A angústia por salvar o sistema político e, consequentemente, nossa democracia de modo a salvar país do caos no contexto da covid-19 impedindo de alguma maneira Jair Bolsonaro e o autoritarismo que expressa e difunde, tem de ser substituída por outra angústia, e urgentemente. Desgraçadamente, nossa democracia de há muito não responde, supostamente, aos seus fins (pois o que dizer da foto do pai de João Pedro aos prantos debruçando-se sobre o caixão de seu filho exterminado pela polícia/Estado/elite no Rio de Janeiro); e estamos já no caos em meio à pandemia: a imagem e a situação das periferias, das comunidades pobres do país, hospitais públicos, unidades de saúde e cemitérios é indescritível do ponto de vista humano. Esta batalha nós já perdemos.

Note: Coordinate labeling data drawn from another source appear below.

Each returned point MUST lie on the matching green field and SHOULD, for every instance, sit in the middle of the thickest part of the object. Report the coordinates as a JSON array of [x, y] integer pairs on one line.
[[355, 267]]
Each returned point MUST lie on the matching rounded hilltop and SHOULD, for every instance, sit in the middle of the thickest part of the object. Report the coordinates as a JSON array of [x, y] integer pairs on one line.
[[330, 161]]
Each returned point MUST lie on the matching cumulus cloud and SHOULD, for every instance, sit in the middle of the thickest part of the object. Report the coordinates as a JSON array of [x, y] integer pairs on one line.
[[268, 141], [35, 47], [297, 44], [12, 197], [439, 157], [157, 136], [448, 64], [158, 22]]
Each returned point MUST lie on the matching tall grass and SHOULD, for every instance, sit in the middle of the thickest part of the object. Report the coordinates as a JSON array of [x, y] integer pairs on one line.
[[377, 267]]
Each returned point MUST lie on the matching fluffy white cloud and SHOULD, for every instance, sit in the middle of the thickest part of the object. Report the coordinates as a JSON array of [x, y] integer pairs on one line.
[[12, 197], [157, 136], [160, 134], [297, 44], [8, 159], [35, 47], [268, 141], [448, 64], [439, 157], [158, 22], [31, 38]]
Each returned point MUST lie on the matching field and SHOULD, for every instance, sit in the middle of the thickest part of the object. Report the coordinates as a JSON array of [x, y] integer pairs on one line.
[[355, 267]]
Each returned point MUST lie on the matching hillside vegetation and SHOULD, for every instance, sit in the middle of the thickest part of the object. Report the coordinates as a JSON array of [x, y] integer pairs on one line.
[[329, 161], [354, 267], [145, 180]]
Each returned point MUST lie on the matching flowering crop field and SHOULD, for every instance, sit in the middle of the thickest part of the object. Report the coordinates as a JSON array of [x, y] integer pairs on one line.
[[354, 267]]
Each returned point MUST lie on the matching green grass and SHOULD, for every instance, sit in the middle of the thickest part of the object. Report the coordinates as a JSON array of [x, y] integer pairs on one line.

A angústia tem de ser em reconstruir amplamente a esquerda – com frentes, pactos, concertações, sem sectarismo, crítica e percepção real de si mesmo, incluindo o maior número possível de figuras públicas, coletivos populares, movimentos sociais e partidos – para as próximas batalhas e não serão poucas e fáceis contra Bolsonaro, o bolsonarismo (o círculo da aço) e, “infelizmente”, a direita democrática ao que tudo indica (Neste aspecto a intervenção de Chico Alencar aqui nas páginas do A Terra Redonda [A Unidade Necessária, 22de maio de 2020] propondo uma frente de esquerda/progressistas é fundamental e decisiva para o próximo período.) Entretanto, não faremos isto deitando, novamente, no leito de Procusto. Sem dúvida é preciso escutar, ler e estudar com seriedade o que nos diz a presciência e o refinamento analítico de Marcos Nobre – ele é um de nossos melhores intelectuais. Mas não se pode perder de vista que “os alfinetes de ouro são enfiados em seios também por fastio” (Dostoiévski, Memórias do Subsolo).

*Pesquisador e Pós-Doutorando no Departamento de Ciência Política da USP.